In the Western Amazon, the Solimões River reached its lowest level in recorded history. In Manaus, the level of the Rio Negro (Black River) is approaching that of 1963 – the lowest in a century. Even if this doesn’t occur, the forest will have already experienced three extreme dry spells in just 12 years, two of which occurred during the past five years: 1998, 2005 and 2010.
And, this is not including the drought of 2007, which affected only the Southeastern Amazon and left 10 thousand sq. km. of forest scorched in the region…
The Amazon that had wet seasons so well-defined that you could set your calendar to them – that Amazon is gone…
Most of the Amazon region received less than 75% of normal rainfall between 1 July and 30 September, 2010. Large areas have received far less precipitation, often less than 25% of normal.
The 2005 Drought
Just 5 years ago — in 2005 — the Amazon experienced an extreme drought that prompted the government of Brazil to declare a state of emergency in most of the region. In The Drought of Amazonia in 2005 (by José A. Marengo, Carlos A. Nobre, Javier Tomasella in the Journal of Climate, February 2008), researchers said:
In 2005, large sections of southwestern Amazonia experienced one of the most intense droughts of the last hundred years. The drought severely affected human population along the main channel of the Amazon River and its western and southwestern tributaries, the Solimões (also known as the Amazon River in the other Amazon countries) and the Madeira Rivers, respectively. The river levels fell to historic low levels and navigation along these rivers had to be suspended. The drought did not affect central or eastern Amazonia, a pattern different from the El Niño–related droughts in 1926, 1983, and 1998.
Editor’s note: Kudos to the WWF article for providing extensive references.




8 Comments
Climate Progress posts the story and includes commentary by a leading expert on the Amazon.
“While two unusual droughts clearly don’t make a trend, they are consistent with some model projections made well before 2005: that higher sea surface temperatures increase drought frequency and intensity, leading later this century to substantial Amazon forest die-back.”
“Every ecosystem has it limits,” cautions Simon Lewis, “a point of where they radically change. The open question is whether such a point is being reached in some parts of the Amazon.

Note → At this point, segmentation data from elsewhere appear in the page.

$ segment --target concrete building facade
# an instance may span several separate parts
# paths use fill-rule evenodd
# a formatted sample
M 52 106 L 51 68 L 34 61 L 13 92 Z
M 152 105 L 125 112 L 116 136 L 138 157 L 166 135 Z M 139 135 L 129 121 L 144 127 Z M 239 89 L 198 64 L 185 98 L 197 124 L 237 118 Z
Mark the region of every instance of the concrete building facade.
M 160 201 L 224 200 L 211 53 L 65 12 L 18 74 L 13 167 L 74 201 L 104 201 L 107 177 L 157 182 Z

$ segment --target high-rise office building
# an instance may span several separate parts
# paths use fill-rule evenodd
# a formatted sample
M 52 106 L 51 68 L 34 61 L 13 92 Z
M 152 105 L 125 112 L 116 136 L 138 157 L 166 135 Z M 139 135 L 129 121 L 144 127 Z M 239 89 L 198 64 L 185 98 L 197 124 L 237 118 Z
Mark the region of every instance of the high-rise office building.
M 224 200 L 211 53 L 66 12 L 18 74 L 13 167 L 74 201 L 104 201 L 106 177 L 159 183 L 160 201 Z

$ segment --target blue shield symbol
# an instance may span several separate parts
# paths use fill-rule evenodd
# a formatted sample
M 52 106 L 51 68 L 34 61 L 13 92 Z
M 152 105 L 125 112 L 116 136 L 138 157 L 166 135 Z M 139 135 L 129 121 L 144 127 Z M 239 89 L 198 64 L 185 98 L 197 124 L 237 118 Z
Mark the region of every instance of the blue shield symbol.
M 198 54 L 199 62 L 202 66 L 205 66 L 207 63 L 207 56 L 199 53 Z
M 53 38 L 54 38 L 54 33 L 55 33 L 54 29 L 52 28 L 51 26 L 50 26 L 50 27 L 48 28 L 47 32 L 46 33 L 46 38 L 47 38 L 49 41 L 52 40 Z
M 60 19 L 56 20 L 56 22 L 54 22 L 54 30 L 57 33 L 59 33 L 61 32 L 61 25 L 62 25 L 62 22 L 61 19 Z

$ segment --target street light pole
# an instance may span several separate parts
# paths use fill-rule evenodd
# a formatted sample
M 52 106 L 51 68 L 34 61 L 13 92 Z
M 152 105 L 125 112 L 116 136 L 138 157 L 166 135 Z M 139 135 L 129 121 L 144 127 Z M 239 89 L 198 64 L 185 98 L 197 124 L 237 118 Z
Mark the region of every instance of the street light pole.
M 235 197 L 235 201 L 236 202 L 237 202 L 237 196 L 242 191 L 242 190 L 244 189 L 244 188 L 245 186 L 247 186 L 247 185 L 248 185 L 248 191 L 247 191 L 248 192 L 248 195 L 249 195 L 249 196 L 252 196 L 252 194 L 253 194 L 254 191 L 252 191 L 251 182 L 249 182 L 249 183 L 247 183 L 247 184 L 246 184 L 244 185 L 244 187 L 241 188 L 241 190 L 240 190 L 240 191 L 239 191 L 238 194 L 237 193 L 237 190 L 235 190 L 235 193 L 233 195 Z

While little is expected of the climate change talks in Cancun next week, the stakes, in terms of the fate of the Amazon are much higher than they were a year ago in Copenhagen.”
Oliver Phillips, a tropical ecology professor at the University of Leeds, who has spent decades studying how forests react to changing weather, echoes the question.
Illustration: Greg Asner, Carnegie Institution for Science
“Through photosynthesis, the rain forest absorbs 2 billion tons of atmospheric carbon dioxide each year. But the 2005 drought caused a massive die-off of trees and inverted the process. Like a vacuum cleaner expelling its dust, the Amazon released 3 billion tons of carbon dioxide in 2005. All told, the drought caused an extra 5 billion tons of heat-trapping gases to end up in the atmosphere — more than the combined annual emissions of Europe and Japan.
The 2010 Drought
Even mainstream MSNBC covers the intense months-long drought through November that drained the mighty Negro River — a tributary of the Amazon — to its lowest since records began in 1902, drying up the network of water that is the lifeblood of Brazil’s huge Amazonas state.
Devastating floods have hit Brazil. These follow fast on the heels of an extreme drought in the Amazon.
“This climate-whipsawing from mega-drought to mega-flood”, warns Joe Romm, “will become increasingly common as human emissions intensify the hydrological cycle. It’s just happened to both Australia (see here) and to this country (see “Hell and High Water hits Georgia).”
John Cook also has more about the 2010 drought compared to the one in 2005.
And, via Climate Progress, we learn about a warning, relayed by Science magazine: “Second ‘100-year’ Amazon drought in 5 years caused huge CO2 emissions. If this pattern continues, the forest would become a warming source.”